This year will be a unique Christmas and New Years for those of us following Alberta’s new COVID restrictions, and it could be a great Christmas.
We won’t have to do any special cleaning nor re-shuffle the house to accommodate a myriad of guests. I, for one, put up my biggest and favourite Christmas tree which dominates the living room, making it impossible to host any normal Christmas entourage.
Our annual get-together when 40 to 60 relatives descend to feast on lutefisk and lefse will go ‘zoom’ this year.
I sometimes wonder if for in-laws and younger generations this seems like a thankful reprieve from the annual ritual of enduring the smells and visuals of white, wiggly lutefisk swimming in butter—perhaps wondering silently, ‘who in their right mind would eat this stuff’!
Yes, we come together because we want to catch up with our families sharing successes and commiserating over hardships from the year just ended.
We want to see our grandchildren and great nieces and nephews as they grow and mature in their march towards adulthood.
It could even be the last time we see a grandparent or a great aunt or uncle or even a younger cousin.

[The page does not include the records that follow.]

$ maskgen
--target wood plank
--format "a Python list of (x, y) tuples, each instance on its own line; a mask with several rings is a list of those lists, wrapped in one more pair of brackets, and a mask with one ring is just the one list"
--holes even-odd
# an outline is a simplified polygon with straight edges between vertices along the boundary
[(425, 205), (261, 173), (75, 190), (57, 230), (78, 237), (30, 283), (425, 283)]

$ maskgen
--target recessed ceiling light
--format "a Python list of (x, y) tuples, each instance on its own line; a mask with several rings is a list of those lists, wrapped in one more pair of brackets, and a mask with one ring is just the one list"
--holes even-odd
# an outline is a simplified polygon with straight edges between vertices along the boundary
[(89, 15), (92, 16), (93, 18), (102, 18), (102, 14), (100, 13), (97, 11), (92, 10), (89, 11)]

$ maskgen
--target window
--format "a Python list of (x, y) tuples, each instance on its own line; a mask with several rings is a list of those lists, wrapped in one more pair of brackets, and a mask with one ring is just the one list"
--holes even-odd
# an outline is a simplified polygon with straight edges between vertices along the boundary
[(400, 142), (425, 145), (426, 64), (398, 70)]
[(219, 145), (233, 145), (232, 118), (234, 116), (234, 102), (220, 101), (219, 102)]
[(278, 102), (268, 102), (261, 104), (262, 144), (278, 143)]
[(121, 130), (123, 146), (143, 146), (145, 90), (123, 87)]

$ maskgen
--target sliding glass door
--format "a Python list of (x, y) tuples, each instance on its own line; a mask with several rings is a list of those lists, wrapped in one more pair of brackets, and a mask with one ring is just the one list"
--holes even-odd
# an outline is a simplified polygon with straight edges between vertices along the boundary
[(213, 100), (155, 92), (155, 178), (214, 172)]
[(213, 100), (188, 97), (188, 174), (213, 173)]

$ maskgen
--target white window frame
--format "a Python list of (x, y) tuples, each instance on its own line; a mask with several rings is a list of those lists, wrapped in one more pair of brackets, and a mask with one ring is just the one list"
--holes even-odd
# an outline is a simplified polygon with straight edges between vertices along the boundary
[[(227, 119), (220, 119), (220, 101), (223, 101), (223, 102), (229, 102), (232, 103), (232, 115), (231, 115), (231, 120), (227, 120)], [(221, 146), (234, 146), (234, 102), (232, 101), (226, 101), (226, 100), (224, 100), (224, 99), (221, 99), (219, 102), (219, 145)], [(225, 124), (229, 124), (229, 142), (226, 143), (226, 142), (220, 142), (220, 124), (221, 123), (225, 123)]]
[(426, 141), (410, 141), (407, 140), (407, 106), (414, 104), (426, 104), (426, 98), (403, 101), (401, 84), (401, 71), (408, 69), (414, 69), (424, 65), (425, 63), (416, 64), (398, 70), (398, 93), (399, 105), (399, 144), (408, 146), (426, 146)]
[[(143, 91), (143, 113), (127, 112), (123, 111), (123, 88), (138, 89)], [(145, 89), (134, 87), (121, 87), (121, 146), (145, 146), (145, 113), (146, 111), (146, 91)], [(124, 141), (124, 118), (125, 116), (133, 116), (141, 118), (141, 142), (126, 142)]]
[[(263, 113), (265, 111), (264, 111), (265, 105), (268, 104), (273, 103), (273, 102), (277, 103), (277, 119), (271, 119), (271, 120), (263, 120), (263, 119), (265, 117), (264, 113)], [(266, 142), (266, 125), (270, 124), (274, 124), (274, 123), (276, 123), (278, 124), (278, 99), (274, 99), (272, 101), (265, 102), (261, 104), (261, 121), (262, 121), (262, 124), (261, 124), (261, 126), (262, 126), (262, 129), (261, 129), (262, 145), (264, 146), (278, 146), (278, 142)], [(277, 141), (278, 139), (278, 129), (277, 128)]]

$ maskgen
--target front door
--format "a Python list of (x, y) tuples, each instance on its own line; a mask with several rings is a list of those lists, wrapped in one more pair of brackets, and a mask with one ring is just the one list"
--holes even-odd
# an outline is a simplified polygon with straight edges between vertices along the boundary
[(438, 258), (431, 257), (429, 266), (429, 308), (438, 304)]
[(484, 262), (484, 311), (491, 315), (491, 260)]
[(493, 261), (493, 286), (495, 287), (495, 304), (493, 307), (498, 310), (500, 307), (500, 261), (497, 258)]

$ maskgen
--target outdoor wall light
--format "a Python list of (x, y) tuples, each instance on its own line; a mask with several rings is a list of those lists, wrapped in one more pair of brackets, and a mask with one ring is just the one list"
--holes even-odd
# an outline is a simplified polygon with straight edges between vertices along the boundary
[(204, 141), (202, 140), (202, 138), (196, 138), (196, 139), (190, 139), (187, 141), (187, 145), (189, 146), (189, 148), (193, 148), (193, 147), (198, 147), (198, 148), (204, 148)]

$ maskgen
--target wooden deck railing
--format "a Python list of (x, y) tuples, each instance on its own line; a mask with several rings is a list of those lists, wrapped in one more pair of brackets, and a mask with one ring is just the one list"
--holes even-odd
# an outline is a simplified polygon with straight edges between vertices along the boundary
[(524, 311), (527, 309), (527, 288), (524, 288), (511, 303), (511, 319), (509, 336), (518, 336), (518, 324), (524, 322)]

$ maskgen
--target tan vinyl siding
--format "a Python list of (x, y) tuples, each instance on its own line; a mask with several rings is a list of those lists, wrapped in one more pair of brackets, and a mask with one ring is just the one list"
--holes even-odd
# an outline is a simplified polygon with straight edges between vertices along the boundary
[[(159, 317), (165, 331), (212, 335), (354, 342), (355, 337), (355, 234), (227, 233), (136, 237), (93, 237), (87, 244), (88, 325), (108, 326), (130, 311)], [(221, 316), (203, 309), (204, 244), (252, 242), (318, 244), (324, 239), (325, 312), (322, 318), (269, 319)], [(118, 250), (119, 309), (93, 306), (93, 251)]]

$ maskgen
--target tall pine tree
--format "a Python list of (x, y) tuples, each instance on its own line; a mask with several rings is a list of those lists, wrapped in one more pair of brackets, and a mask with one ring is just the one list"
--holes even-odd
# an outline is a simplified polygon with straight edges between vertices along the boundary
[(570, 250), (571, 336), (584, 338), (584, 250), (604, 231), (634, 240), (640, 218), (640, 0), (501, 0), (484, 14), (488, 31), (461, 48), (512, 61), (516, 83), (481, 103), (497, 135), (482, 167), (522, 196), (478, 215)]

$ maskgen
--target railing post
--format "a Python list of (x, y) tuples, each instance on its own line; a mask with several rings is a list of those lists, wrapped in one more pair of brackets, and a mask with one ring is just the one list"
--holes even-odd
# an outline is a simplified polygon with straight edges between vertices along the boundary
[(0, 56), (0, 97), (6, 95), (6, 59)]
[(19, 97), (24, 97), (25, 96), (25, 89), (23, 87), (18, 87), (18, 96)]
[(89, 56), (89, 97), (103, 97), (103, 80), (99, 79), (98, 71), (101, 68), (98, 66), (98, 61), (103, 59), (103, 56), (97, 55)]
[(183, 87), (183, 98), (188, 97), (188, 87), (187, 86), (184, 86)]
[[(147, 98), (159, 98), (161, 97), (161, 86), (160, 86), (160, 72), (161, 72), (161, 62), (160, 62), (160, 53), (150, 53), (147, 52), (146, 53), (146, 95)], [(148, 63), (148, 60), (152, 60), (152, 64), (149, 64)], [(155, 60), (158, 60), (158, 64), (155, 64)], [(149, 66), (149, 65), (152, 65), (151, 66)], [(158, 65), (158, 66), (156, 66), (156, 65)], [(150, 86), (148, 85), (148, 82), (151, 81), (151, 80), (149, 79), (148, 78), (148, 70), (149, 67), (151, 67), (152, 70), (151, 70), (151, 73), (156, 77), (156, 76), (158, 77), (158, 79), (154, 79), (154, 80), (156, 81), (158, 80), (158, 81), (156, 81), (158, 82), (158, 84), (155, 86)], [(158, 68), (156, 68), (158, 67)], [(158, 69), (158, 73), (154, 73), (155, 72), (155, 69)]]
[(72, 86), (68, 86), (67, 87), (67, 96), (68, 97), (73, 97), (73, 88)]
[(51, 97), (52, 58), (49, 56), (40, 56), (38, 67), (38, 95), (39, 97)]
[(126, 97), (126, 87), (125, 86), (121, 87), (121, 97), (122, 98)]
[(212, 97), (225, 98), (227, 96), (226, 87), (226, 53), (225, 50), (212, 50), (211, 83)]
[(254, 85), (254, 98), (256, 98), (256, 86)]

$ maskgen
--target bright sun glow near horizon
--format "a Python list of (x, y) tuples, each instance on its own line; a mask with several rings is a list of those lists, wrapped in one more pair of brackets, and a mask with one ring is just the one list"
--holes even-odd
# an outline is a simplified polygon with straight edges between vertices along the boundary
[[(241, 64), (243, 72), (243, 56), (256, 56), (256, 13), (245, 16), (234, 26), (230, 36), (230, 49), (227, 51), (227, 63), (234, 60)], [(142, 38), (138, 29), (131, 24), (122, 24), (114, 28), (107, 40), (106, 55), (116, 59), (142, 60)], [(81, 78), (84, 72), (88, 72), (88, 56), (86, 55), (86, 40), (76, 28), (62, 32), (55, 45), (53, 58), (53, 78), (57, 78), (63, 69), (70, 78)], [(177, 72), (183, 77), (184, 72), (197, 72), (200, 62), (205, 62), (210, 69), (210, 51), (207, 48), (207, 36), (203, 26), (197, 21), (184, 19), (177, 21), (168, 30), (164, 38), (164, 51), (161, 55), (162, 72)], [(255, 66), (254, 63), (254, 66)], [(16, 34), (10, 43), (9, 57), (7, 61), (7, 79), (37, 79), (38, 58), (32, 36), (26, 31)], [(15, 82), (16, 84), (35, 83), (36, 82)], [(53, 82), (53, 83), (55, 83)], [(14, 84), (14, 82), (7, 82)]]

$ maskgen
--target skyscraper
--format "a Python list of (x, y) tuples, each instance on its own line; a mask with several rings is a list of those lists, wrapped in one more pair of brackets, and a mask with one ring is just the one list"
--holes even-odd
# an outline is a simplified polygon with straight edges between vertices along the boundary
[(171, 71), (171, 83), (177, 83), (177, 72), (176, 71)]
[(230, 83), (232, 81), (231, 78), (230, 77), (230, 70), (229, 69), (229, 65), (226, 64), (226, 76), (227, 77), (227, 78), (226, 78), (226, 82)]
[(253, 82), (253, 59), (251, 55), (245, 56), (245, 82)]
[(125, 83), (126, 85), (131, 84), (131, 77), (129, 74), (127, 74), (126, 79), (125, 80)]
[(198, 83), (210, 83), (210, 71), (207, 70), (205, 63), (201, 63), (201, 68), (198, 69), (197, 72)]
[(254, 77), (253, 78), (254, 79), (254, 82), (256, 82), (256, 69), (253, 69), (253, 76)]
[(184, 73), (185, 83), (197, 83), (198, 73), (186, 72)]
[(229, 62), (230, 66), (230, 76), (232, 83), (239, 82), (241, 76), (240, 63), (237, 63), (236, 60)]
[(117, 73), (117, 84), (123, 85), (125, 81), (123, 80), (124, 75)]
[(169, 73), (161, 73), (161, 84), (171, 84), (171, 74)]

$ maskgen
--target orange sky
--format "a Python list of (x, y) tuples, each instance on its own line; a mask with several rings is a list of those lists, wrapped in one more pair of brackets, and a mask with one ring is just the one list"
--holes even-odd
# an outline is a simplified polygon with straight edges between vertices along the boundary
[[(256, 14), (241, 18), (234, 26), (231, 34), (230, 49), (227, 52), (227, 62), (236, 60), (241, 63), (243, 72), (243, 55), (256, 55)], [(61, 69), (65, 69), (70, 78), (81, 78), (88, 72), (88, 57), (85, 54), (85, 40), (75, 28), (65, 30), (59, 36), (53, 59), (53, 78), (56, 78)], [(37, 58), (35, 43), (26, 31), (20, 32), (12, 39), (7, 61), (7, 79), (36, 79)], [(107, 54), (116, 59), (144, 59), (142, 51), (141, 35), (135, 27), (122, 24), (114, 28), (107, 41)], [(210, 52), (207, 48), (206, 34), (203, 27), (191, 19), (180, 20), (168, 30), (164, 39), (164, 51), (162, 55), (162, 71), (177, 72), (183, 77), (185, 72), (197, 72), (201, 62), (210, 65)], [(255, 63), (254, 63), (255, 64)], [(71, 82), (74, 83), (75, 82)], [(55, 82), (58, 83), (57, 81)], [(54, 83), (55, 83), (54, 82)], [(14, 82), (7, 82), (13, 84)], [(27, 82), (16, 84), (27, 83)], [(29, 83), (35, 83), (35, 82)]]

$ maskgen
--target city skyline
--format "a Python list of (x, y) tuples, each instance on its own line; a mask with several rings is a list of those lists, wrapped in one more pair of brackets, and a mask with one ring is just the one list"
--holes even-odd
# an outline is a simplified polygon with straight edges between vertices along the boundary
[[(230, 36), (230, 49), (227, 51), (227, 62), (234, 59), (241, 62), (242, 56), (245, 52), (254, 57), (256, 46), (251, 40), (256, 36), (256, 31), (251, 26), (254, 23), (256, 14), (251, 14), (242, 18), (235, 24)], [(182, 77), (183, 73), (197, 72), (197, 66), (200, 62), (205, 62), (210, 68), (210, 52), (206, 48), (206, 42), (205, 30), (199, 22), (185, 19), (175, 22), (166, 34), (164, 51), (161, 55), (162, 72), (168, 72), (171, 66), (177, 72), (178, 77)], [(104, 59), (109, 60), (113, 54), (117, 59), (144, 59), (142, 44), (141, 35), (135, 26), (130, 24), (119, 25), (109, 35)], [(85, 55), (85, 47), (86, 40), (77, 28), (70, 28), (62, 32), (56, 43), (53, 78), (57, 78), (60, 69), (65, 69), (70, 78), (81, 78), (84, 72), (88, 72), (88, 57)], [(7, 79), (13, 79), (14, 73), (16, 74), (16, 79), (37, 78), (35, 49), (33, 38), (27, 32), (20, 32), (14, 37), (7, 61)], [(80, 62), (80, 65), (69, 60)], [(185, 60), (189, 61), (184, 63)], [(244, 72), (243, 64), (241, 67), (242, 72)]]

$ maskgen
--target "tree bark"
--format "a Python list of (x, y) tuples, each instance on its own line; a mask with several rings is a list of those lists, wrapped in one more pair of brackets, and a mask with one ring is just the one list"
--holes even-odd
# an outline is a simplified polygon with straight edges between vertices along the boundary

We want to reconnect with friends and those from afar.
Christmas for most is extremely important and special.
However, COVID-19 has forced us this ‘one’ year, to not only consider our family and friend’s needs and wants, but to consider the stranger as well.
In the Bible, the parable of the Good Samaritan (Luke 10:25-37) tells of a Jew robbed and beaten and in need of help. He is aided not by one of his own but a member of a foreign and hostile tribe, a Samaritan.
Jesus told this parable when teaching a critical Bible passage, ‘Thou shalt love thy neighbour as thyself’, the second greatest commandment after ‘to love God with heart, soul and mind’.
The ‘neighbour’ in the Bible isn’t our favourite people or those we most identify with, the neighbour in this parable was the stranger, the unknown or even an enemy.
Christmas is the time for Christians to celebrate the birth of Jesus Christ. As such, it seems a most appropriate time to regard Christ’s stranger over our own wants and wishes in 2020. Keeping Christmas to only those who live in our household is what governments have asked us to do so that others (strangers) may live.
I most likely will spend Christmas alone, as I did for Thanksgiving, but I do this with a grateful heart ever reminding myself of the Samaritan woman and Jesus’ two greatest commandments.
Merry Christmas to all . . . and remember, it’s just one year.